The accumulation of polychlorinated biphenyls (PCBs; 34 congeners), SigmaDDT (p,p´-DDT, o,p´-DDT, p,p´-DDD, o,p´-DDD and p,p´-DDE), chlordanes (SigmaCHL; trans-chlordane, cis-chlordane, trans-nonachlor, cis-nonachlor and oxychlordane), hexachlorocyclohexanes (SigmaHCH; alpha-, bèta- and gamma-isomers), hexachlorobenzene (HCB) and mirex was investigated in members of a marine food web from the Hvaler and Torbjørnskjær archipelago, south-eastern Norway. The species studied were bullrout (Myoxocephalus scorpius), cod (Gadus morhua), herring gull (Larus argentatus) and harbour seal (Phoca vitulina).
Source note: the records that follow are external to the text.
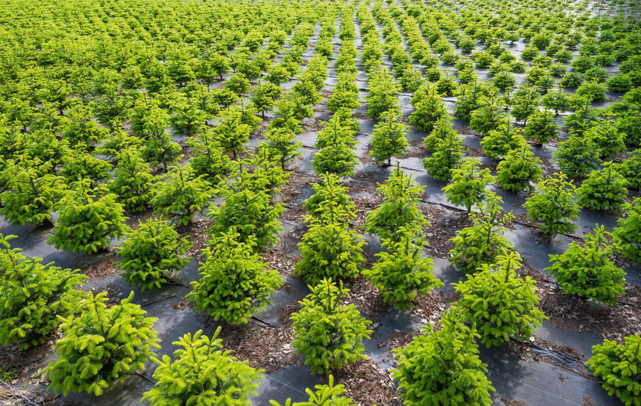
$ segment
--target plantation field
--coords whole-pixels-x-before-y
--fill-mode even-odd
[[[640,6],[3,2],[0,404],[641,406]]]

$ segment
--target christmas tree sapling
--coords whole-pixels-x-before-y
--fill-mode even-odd
[[[483,264],[467,280],[453,283],[461,299],[456,306],[470,323],[476,325],[481,343],[489,348],[500,346],[513,336],[526,340],[547,317],[538,310],[536,281],[517,277],[521,258],[515,251]]]
[[[101,395],[112,382],[144,369],[153,350],[160,348],[153,329],[158,319],[145,317],[147,312],[131,303],[133,292],[109,308],[106,294],[89,291],[77,305],[78,317],[58,316],[63,338],[56,343],[58,359],[42,373],[54,393]]]
[[[139,285],[144,292],[174,281],[175,273],[189,263],[185,255],[192,244],[162,216],[138,223],[138,228],[125,234],[122,246],[116,247],[122,259],[115,264],[124,271],[122,278],[128,285]]]
[[[392,378],[398,382],[406,406],[449,405],[489,406],[494,392],[479,359],[476,327],[463,324],[456,309],[442,315],[440,329],[430,323],[404,348],[394,350],[398,366]],[[429,402],[429,403],[428,403]]]
[[[562,254],[550,255],[552,266],[545,268],[567,294],[575,294],[612,305],[624,292],[626,273],[612,262],[612,234],[603,226],[583,235],[581,246],[572,241]]]
[[[396,241],[381,239],[387,251],[376,254],[378,261],[363,275],[372,280],[384,302],[398,309],[408,309],[417,298],[432,289],[442,287],[443,282],[432,273],[432,259],[422,256],[428,243],[420,233],[403,226],[396,234]]]
[[[304,355],[312,373],[341,369],[366,359],[362,342],[370,338],[372,332],[367,327],[372,322],[361,317],[354,305],[342,305],[349,291],[331,278],[309,288],[312,293],[299,302],[303,307],[290,318],[294,329],[292,346]]]
[[[162,360],[152,357],[158,364],[153,375],[156,385],[145,392],[141,402],[146,400],[151,406],[201,406],[222,404],[233,396],[232,404],[250,405],[263,370],[249,366],[246,360],[237,360],[231,350],[222,350],[220,332],[219,326],[211,339],[202,330],[193,337],[185,334],[172,343],[180,347],[174,351],[173,362],[167,355]]]

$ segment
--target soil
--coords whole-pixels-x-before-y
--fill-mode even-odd
[[[594,404],[594,402],[592,400],[587,397],[583,396],[583,400],[581,402],[581,406],[597,406]]]
[[[383,298],[378,294],[378,290],[372,286],[370,281],[362,276],[345,282],[344,287],[349,289],[349,295],[345,301],[356,305],[361,316],[372,322],[371,330],[376,330],[379,315],[388,306],[383,301]]]
[[[404,330],[395,330],[387,340],[387,349],[392,351],[395,348],[404,347],[410,344],[414,339],[414,337],[418,335],[420,333],[420,332],[419,330],[407,331]]]
[[[118,272],[118,267],[114,262],[113,258],[106,258],[101,262],[83,267],[83,273],[88,276],[90,280],[99,280],[107,276],[113,276]]]
[[[401,406],[394,383],[376,362],[363,360],[336,371],[336,381],[345,385],[347,395],[360,406]]]
[[[429,242],[429,251],[435,257],[446,259],[449,250],[454,248],[449,239],[456,235],[456,231],[472,225],[464,212],[448,214],[431,223],[431,227],[425,234]]]
[[[460,298],[460,294],[456,292],[445,293],[431,291],[416,301],[412,311],[420,317],[422,323],[437,323],[442,314],[447,311]]]
[[[219,338],[223,348],[231,350],[240,360],[247,360],[254,368],[267,373],[299,364],[290,343],[294,340],[290,325],[281,328],[256,326],[223,326]]]
[[[632,304],[641,295],[638,287],[627,285],[620,301],[612,306],[565,294],[554,286],[543,287],[537,293],[541,297],[539,309],[559,328],[576,332],[585,329],[620,343],[624,337],[638,332],[641,307]]]
[[[188,235],[187,239],[192,243],[192,246],[187,250],[187,255],[199,260],[204,258],[202,250],[207,247],[209,241],[207,228],[213,224],[213,222],[208,219],[199,219],[194,220],[191,224],[176,228],[181,237]]]
[[[396,158],[398,159],[407,159],[408,158],[423,158],[428,156],[428,150],[423,144],[423,140],[412,140],[410,141],[411,149],[407,151],[402,155],[399,155]]]
[[[317,183],[320,179],[301,173],[294,173],[289,178],[289,183],[281,188],[279,199],[285,203],[290,203],[296,199],[304,189],[310,187],[312,183]]]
Furthermore, hepatic biotransformation enzyme activities (ethoxyresorufin-O-deethylase (EROD), pentoxyresorufin-O-depentylase (PROD) and glutathione S-transferase (GST)) were measured in all species. The objectives of the study were to investigate factors causing intraspecies variation in activities of biotransformation enzymes, as well as in concentrations and compositional patterns of the organochlorines (OCs). High correlations between EROD and PROD activities were found in all species, suggesting a single, common catalyst, CYP1A, and render the PROD assay questionable as biomarker for CYP2B inducers in marine wildlife. Furthermore, GST activities are shown to be dependent on biological factors, such as age (in harbour seal) and sex (in bullrout). In fish, the OC concentrations vary between the sexes, likely due to differences in fat deposition strategies and possibly sex dimorphism. In seals, concentrations and compositional patterns of the OCs vary with age, owing to selective transfer from mother to pup in utero and mainly through lactation, but likely also due to age specific xenobiotic metabolising capacity.